Humanitarian aid allocated to Afghanistan by the Commission (through ECHO) prior to 11 September 2001 amounted to € 23,4 million, most of it targeted on two vulnerable groups:

People displaced by drought or fighting received help in the form of water-supply and sanitation programmes, the distribution of basic necessities and medical feeding programmes.
Drought-hit communities received food.

Projects were slowed down by the departure of expatriate staff in the wake of the events of 11 September 2001. However, with the exception of mine-clearance projects, activities continued thanks to the skills and commitment of Afghan local staff.

The additional € 25 million package from the emergency reserve of the EU budget, which the budgetary authority approved on 15 October 2001, has been used to adapt to the changing conditions in the field in terms of needs, access and security.

Following the first strikes by coalition forces an initial € 1,5 million was granted to help the International Committee of the Red Cross (ICRC) reinforce its medical facilities throughout the country.

A second package, this time of € 15 million, has been used to continue aid programmes to a million displaced persons and to supply food to communities that have stayed put.
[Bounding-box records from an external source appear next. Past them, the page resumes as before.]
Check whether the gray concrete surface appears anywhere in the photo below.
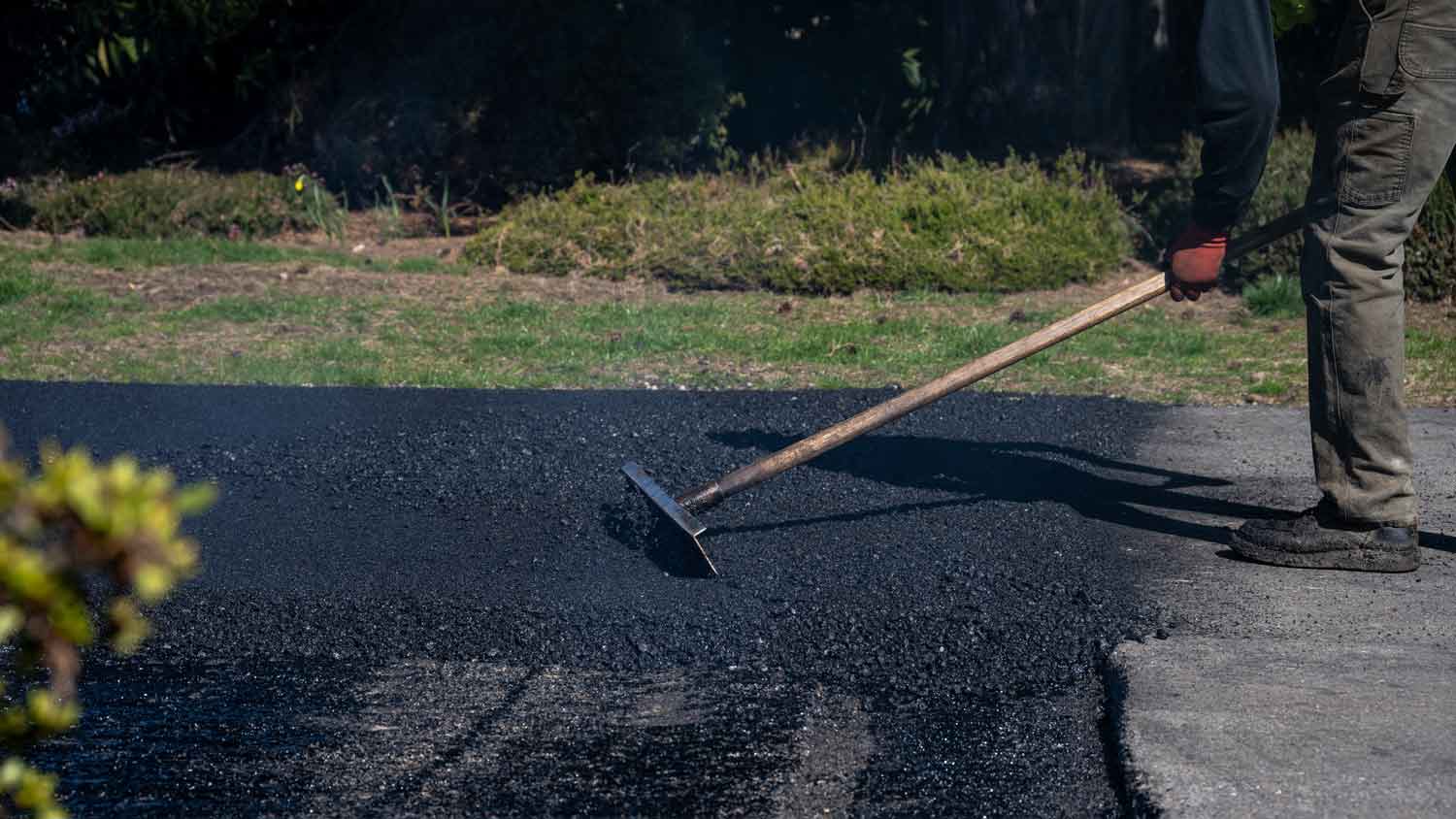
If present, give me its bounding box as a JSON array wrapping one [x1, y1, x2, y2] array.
[[1111, 408, 1456, 816]]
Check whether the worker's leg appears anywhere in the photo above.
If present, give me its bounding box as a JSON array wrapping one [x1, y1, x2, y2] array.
[[1235, 0, 1456, 571], [1302, 0, 1456, 525]]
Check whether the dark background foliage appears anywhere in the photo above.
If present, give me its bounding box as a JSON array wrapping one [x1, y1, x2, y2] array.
[[0, 0, 1340, 202]]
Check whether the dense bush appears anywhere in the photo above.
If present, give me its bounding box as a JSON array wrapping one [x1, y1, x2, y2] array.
[[0, 432, 215, 819], [466, 152, 1130, 292], [1146, 128, 1456, 300], [31, 169, 312, 239]]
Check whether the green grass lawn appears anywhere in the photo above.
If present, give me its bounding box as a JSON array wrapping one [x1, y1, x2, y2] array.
[[0, 234, 1456, 405]]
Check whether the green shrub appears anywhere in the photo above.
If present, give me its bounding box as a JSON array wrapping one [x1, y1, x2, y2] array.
[[1146, 128, 1456, 300], [1243, 275, 1305, 318], [34, 169, 309, 239], [0, 432, 215, 819], [466, 152, 1130, 294]]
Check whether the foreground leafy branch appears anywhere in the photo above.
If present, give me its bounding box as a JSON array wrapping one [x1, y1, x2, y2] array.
[[0, 432, 215, 819]]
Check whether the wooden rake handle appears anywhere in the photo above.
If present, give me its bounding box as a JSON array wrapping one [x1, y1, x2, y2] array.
[[678, 201, 1330, 512]]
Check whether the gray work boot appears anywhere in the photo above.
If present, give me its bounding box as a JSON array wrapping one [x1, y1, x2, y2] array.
[[1232, 507, 1421, 572]]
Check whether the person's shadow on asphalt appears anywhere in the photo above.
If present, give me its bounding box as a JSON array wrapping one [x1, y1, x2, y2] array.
[[711, 431, 1456, 556]]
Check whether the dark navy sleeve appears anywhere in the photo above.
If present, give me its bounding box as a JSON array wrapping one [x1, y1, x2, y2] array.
[[1193, 0, 1278, 230]]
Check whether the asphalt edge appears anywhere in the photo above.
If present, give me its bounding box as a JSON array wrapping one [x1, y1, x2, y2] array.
[[1098, 639, 1164, 819]]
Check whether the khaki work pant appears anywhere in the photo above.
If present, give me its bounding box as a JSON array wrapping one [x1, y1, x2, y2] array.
[[1301, 0, 1456, 525]]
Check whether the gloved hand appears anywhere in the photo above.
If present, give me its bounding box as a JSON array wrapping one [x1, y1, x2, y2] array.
[[1164, 222, 1229, 301]]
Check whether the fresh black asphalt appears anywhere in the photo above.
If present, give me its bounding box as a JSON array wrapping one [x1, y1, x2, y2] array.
[[0, 382, 1184, 816]]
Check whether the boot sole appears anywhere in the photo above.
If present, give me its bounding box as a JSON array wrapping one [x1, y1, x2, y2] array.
[[1232, 533, 1421, 573]]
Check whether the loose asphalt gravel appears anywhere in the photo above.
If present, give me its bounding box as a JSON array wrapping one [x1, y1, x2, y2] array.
[[0, 382, 1182, 816]]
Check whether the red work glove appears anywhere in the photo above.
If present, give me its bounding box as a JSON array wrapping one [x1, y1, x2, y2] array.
[[1164, 222, 1229, 301]]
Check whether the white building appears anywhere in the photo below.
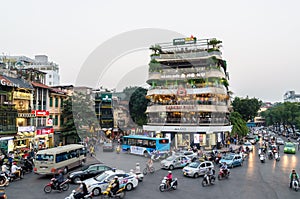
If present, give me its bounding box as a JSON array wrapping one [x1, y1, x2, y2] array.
[[283, 91, 300, 102]]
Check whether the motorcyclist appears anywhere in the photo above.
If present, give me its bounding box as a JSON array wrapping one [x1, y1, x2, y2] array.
[[55, 169, 64, 190], [111, 176, 120, 195], [74, 181, 88, 199], [11, 162, 21, 178], [166, 171, 173, 188], [290, 169, 299, 188], [135, 162, 141, 174], [221, 162, 228, 176]]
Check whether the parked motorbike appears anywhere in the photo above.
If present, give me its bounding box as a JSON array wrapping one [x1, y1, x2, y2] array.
[[218, 169, 230, 180], [0, 172, 10, 187], [44, 178, 70, 193], [259, 154, 266, 163], [101, 182, 126, 199], [292, 179, 299, 191], [159, 177, 178, 192], [65, 190, 93, 199]]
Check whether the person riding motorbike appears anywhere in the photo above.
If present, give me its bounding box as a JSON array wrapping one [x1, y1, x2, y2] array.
[[221, 162, 228, 176], [166, 171, 173, 188], [55, 169, 64, 190], [290, 169, 299, 188], [111, 176, 120, 195], [11, 162, 21, 178], [74, 181, 89, 199]]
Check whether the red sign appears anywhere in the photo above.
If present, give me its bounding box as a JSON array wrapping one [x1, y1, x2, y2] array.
[[31, 110, 49, 117], [36, 128, 54, 135]]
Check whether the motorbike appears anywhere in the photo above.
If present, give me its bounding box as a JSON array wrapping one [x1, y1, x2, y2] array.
[[159, 177, 178, 192], [65, 190, 93, 199], [218, 169, 230, 180], [259, 154, 266, 163], [292, 179, 299, 191], [274, 152, 280, 162], [0, 172, 10, 187], [101, 182, 126, 199], [201, 173, 216, 187], [143, 166, 155, 175], [44, 178, 70, 193]]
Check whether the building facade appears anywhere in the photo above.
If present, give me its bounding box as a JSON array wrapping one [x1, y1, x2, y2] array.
[[143, 37, 232, 148]]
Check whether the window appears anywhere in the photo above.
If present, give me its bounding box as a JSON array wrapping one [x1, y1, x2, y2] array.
[[49, 97, 53, 107]]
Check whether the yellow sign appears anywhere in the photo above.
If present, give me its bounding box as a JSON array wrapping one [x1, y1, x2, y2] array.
[[13, 91, 32, 100]]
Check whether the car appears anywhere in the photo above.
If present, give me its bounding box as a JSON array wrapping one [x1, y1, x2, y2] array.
[[219, 153, 243, 168], [283, 142, 296, 154], [160, 155, 191, 170], [83, 169, 139, 196], [68, 163, 112, 183], [182, 161, 214, 178], [243, 141, 253, 151], [0, 188, 7, 199], [276, 138, 284, 145], [102, 142, 114, 152]]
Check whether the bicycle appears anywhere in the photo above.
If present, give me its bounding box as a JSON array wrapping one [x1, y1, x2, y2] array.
[[143, 166, 155, 175]]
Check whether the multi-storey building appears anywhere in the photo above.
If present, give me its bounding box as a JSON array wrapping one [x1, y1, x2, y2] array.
[[143, 37, 232, 150], [283, 91, 300, 102]]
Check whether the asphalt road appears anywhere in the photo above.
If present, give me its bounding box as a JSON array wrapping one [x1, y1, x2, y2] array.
[[6, 135, 300, 199]]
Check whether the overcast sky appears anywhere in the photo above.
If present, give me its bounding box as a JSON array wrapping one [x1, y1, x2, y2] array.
[[0, 0, 300, 102]]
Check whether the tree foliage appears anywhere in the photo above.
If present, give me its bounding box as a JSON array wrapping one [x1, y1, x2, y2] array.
[[232, 97, 262, 122], [128, 87, 149, 126]]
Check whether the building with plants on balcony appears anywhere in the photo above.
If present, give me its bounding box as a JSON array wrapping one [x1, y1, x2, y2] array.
[[143, 37, 232, 148]]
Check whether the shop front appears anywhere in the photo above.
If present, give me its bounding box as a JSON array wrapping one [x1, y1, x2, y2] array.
[[34, 127, 54, 149]]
A third grant, this time of € 8,5 million, has enabled ECHO to adjust to new needs arising from recent developments in the military situation, which have seen the Taliban withdraw from most parts of the country: mine-clearance and training in the detection of new ordnance (cluster bombs) dropped by coalition forces, assistance to help people displaced by the fighting return to their homes, the establishment of machinery to assist the heavily bombed south of the country.

As for other instruments, the Commission, aware of the problems caused to farmers by the Taliban ban on poppy growing (it is reckoned that about 400 000 people were displaced for this reason), has decided, in the course of programming operations under Article B7-302(1), to finance alternative crops and sources of income in the provinces most affected by the ban.

Plans have been amended since the events of 11 September 2001 to take account of (a) the possible revival of poppy growing and (b) the aid pledged by the international community for reconstruction. Tackling illegal poppy growing and drug use will be a key cross-sectoral issue. It will definitely be covered by the € 187 million package for the reconstruction and rehabilitation of the country (not counting humanitarian assistance), which the Commission is planning to mobilise in 2002, and by all future reconstruction efforts.

There is indeed a real possibility that a lack of central control and security problems in most of the country might result in the resumption of poppy growing. EU aid and support for the government will have to find alternative solutions through programmes focused on developing alternative crops and other sources of income for farmers.

International programmes could conceivably include a clause making aid conditional on a written undertaking from the regional authorities and local communities benefiting from development operations to reduce or give up poppy growing in their region.

In the matter of stocks, a distinction should be drawn between stocks of seeds and stocks of drugs.

To address the issue of seed stocks and poppy growing, the Commission is planning to cofinance a crop monitoring programme.

As for drug stocks, two things should be borne in mind: these stocks now mostly consist of heroin rather than opium and, though they have yet to be quantified or located, are probably in the hands of criminal gangs or organisations. This therefore calls for a quite different response to that for poppy growers. The aim here must be not only to locate and destroy stocks, which may very well have left Afghan territory, but to strengthen capacities to fight traffickers at regional level.

The Commission has therefore granted € 400 000 for a programme to strengthen the capacities of Tajikistan's national drugs agency and is continuing its activities along the heroin trail with new projects in Central Asia, Iran and the Caucasus.

(1)B7-302 — "Aid to uprooted people in Asian countries". About € 90 million has been earmarked for activities in Afghanistan over the period 2001-2004.